Safety watchdog under fire in General Motors recall

American National Highway Traffic Safety Administration faces accusations of inaction over ‘fatal’ Chevrolet problem

Wreck: a Chevrolet Cobalt whose driver was killed in a crash linked to a manufacturing defect. Photograph: NHTSA/New York Times

Wreck: a Chevrolet Cobalt whose driver was killed in a crash linked to a manufacturing defect. Photograph: NHTSA/New York Times


The American National Highway Traffic Safety Administration is under fire over accusations that it failed to act swiftly enough in the recent General Motors recall.

The recall, which affects more than a million vehicles – mostly US-market Chevrolet Cobalts and Pontiac G5s but also a handful of European-specification Opel GTs – is to do with the vehicles’ ignition system failing and causing high-speed stalls.

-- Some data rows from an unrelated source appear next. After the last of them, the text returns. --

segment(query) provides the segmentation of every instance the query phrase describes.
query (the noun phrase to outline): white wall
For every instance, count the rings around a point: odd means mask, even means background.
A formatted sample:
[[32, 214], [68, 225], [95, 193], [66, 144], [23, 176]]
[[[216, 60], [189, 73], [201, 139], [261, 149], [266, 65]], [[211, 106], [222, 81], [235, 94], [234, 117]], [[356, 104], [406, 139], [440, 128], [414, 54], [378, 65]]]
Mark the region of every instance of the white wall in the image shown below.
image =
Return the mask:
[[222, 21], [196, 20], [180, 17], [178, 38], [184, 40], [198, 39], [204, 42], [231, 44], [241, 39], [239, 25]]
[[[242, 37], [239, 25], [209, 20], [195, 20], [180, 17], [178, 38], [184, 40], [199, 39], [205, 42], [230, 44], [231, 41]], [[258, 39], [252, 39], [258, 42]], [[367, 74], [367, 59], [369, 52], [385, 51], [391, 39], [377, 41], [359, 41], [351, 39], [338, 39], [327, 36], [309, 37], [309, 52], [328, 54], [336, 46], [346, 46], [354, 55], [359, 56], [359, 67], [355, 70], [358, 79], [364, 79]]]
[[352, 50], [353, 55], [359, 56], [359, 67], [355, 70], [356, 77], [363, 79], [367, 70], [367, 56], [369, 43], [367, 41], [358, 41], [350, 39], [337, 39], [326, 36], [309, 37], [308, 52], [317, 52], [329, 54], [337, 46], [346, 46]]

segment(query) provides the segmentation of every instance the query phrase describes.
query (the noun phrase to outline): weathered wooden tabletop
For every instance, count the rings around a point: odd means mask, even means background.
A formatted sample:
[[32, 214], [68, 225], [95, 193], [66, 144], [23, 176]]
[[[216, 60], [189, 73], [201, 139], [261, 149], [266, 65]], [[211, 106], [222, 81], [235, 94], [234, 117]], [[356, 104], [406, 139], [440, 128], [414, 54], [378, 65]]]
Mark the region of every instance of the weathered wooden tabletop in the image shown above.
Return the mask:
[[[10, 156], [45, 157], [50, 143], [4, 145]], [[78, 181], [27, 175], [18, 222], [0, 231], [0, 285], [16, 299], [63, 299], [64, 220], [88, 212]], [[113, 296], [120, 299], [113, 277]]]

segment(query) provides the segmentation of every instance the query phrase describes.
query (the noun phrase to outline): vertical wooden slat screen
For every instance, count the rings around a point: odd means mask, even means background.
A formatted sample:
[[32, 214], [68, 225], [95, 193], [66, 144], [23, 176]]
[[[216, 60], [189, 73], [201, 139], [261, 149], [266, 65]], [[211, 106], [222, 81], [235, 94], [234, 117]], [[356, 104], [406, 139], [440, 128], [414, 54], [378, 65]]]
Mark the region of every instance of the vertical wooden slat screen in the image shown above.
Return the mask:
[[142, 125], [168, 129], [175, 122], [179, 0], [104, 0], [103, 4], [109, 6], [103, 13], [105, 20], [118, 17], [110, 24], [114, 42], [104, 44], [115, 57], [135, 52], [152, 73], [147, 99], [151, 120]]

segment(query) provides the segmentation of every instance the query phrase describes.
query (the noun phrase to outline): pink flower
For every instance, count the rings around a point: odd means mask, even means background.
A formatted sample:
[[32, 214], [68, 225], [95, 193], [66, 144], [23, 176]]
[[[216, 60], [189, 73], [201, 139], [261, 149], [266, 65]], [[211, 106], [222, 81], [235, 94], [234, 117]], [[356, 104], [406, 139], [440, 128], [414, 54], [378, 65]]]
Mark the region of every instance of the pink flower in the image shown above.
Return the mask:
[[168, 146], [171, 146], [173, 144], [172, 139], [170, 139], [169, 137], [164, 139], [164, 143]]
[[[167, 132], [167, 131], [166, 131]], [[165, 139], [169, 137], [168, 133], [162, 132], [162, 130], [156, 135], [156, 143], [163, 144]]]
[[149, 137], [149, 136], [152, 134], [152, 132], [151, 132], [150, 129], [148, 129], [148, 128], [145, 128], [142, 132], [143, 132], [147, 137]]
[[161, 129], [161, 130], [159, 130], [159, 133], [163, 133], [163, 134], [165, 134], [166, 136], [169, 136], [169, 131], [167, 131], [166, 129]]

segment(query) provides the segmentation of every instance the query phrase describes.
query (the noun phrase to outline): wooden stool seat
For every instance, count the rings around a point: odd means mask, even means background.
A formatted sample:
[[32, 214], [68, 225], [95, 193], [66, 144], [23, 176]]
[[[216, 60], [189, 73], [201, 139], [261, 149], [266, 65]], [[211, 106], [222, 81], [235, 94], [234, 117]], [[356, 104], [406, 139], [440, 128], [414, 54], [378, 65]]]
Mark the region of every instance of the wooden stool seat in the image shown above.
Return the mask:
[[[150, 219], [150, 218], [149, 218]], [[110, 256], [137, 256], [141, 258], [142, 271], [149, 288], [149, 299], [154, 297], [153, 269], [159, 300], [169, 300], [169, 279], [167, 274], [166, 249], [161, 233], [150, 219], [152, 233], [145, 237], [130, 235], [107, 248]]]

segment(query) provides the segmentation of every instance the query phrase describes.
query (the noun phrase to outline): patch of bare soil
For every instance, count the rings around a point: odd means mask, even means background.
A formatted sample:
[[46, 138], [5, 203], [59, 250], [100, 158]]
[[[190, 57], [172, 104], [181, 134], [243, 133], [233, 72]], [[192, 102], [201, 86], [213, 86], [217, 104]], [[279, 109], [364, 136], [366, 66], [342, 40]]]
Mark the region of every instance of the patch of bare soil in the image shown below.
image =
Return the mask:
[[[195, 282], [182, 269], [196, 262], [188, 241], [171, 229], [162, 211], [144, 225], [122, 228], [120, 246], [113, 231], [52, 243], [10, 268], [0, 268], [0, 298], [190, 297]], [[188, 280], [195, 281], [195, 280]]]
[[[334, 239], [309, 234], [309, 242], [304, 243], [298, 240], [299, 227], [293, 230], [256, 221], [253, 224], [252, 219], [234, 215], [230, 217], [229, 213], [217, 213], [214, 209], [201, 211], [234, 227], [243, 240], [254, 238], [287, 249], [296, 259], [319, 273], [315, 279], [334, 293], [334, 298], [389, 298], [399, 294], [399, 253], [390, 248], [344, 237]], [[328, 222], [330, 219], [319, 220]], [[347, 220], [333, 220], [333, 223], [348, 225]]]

The problem also affects the safety systems of the car, including the brakes and airbags. There are reports that as many as 13 fatal collisions took place as a result of the issue before action was taken.

The safety watchdog, which monitors accidents and vehicle safety across the US, has the power to compel a carmaker to issue a recall notice if it decides there is sufficient concern about safety.

GM has been under most pressure, including receiving criticism that it knew of the problem for as much as 10 years before it took any action.

According to the New York Times , the watchdog received 260 complaints relating to the issue between 2003 and 2013, the decade in which both it and GM are being accused of inaction.

Those 260 complaints were part of 8,000 complaints about the same vehicle types that did not specifically mention the ignition system.

The New York Times says that complainants received only formulaic letters of response – and that, in one case, a woman who complained three times about her daughter’s car cutting out got no response at all.

In a reply to the article, the National Highway Traffic Safety Administration pointed out that 260 complaints amounts to 0.018 per cent of the total number of vehicles under investigation in that period.

But the agency has now been criticised by its former director Joan Claybrook, who ran it in the 1970s. Claybrook, who is now a safety activist, told the newspaper that the agency lacks the modelling skills to track trends in such complaints.